Dosya içeriğine, toplanan delillere, hükmün dayandığı yasal ve hukuksal gerekçeye ve özellikle delillerin takdirinde bir isabetsizlik bulunmamasına göre; davacıların yerinde bulunmayan temyiz itirazının reddiyle usul ve yasaya uygun olan hükmün ONANMASINA, aşağıda yazılı 25.20 TL. bakiye onama harcının temyiz eden davacılardan alınmasına, 16/03/2020 tarihinde oyçokluğuyla karar verildi.
– KARŞI OY-

Bilindiği gibi; uygulamada ve öğretide “muris muvazaası” olarak tanımlanan muvazaa, niteliği itibariyle nisbi (mevsuf-vasıflı) muvazaa türüdür. Söz konusu muvazaada miras bırakan gerçekten sözleşme yapmak ve tapulu taşınmazını devretmek istemektedir. Ancak mirasçısını miras hakkından yoksun bırakmak için esas amacını gizleyerek, gerçekte bağışlamak istediği tapulu taşınmazını, tapuda yaptığı resmi sözleşmede iradesini satış veya ölünceye kadar bakma sözleşmesi doğrultusunda açıklamak suretiyle devretmektedir.
Bu durumda, yerleşmiş Yargıtay içtihatlarında ve 01.04.1974 tarihli 1/2 sayılı İçtihadı Birleştirme Kararında açıklandığı üzere görünürdeki sözleşme tarafların gerçek iradelerine uymadığından, gizli bağış sözleşmesi de Türk Medeni Kanunu’nun (TMK) 706., Türk Borçlar Kanunu’nun (TBK) 237. (Borçlar Kanunu’nun (BK) 213.) ve Tapu Kanunu’nun 26. maddelerinde öngörülen şekil koşullarından yoksun bulunduğundan, saklı pay sahibi olsun veya olmasın miras hakkı çiğnenen tüm mirasçılar dava açarak resmi sözleşmenin muvazaa nedeni ile geçersizliğinin tespitini ve buna dayanılarak oluşturulan tapu kaydının iptalini isteyebilirler.
Hemen belirtmek gerekir ki; bu tür uyuşmazlıkların sağlıklı, adil ve doğru bir çözüme ulaştırılabilmesi, davalıya yapılan temlikin gerçek yönünün diğer bir söyleyişle miras bırakanın asıl irade ve amacının duraksamaya yer bırakmayacak biçimde ortaya çıkarılmasına bağlıdır.
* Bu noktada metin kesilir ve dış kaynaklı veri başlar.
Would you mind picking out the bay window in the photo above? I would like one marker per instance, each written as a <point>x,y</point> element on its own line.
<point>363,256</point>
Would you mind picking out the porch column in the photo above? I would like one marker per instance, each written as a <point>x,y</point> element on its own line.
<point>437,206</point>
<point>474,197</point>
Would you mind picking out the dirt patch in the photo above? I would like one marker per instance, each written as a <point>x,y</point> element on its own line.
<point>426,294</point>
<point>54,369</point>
Bir iç sorun olan ve gizlenen gerçek irade ve amacın tespiti ve aydınlığa kavuşturulması genellikle zor olduğundan bu yöndeki delillerin eksiksiz toplanılması yanında birlikte ve doğru şekilde değerlendirilmesi de büyük önem taşımaktadır. Bunun için de ülke ve yörenin gelenek ve görenekleri, toplumsal eğilimleri, olayların olağan akışı, mirasbırakanın sözleşmeyi yapmakta haklı ve makul bir nedeninin bulunup bulunmadığı, davalı yanın alım gücünün olup olmadığı, satış bedeli ile sözleşme tarihindeki gerçek değer arasındaki fark, taraflar ile miras bırakan arasındaki beşeri ilişki gibi olgulardan yararlanılmasında zorunluluk vardır.
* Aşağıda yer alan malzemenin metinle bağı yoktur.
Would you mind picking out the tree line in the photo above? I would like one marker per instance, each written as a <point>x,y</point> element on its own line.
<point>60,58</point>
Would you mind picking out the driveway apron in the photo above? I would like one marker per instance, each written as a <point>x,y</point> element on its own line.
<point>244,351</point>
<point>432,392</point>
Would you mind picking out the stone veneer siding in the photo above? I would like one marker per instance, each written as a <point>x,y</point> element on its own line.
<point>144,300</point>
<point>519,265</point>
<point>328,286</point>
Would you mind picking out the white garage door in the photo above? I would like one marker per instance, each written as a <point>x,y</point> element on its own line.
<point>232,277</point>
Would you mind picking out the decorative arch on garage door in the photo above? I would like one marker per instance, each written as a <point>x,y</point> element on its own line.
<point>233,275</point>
Somut olaya gelince; mahkemenin kabulünün aksine 1936 doğumlu muris ile 1958 doğumlu davalının evliliği murisin yaşı genç davalıya kendisini baktırmak amacıyla değil, davalının küçük yaşta babasız kalan önceki evliliğinden olma çocuklarının mağduriyetini gidermek, onları babasız bırakmamak amacıyla olduğu davalının 05.09.2014 tarihli cevap dilekçesinden anlaşılmaktadır. Davacılar ile davalının ilk eşinden olan çocuklarının aynı zamanda amca çocukları oldukları, davalının 2. eş olması, murisin mal satmaya ihtiyacının olmaması, 2 adet emekli maaşının bulunması, murisin tüm malvarlığını davalıya aynı akitle temliki hususları yukarıdaki ilkelerle değerlendirildiğinde yapılan işlemin muvazaalı ve ilk evlilikten olan davacılardan mal kaçırmak amaçlı olduğu sabittir. Mahkeme kararı bozulmalıdır. Dava kabul edilmelidir. Çoğunluğun görüsüne katılmıyorum.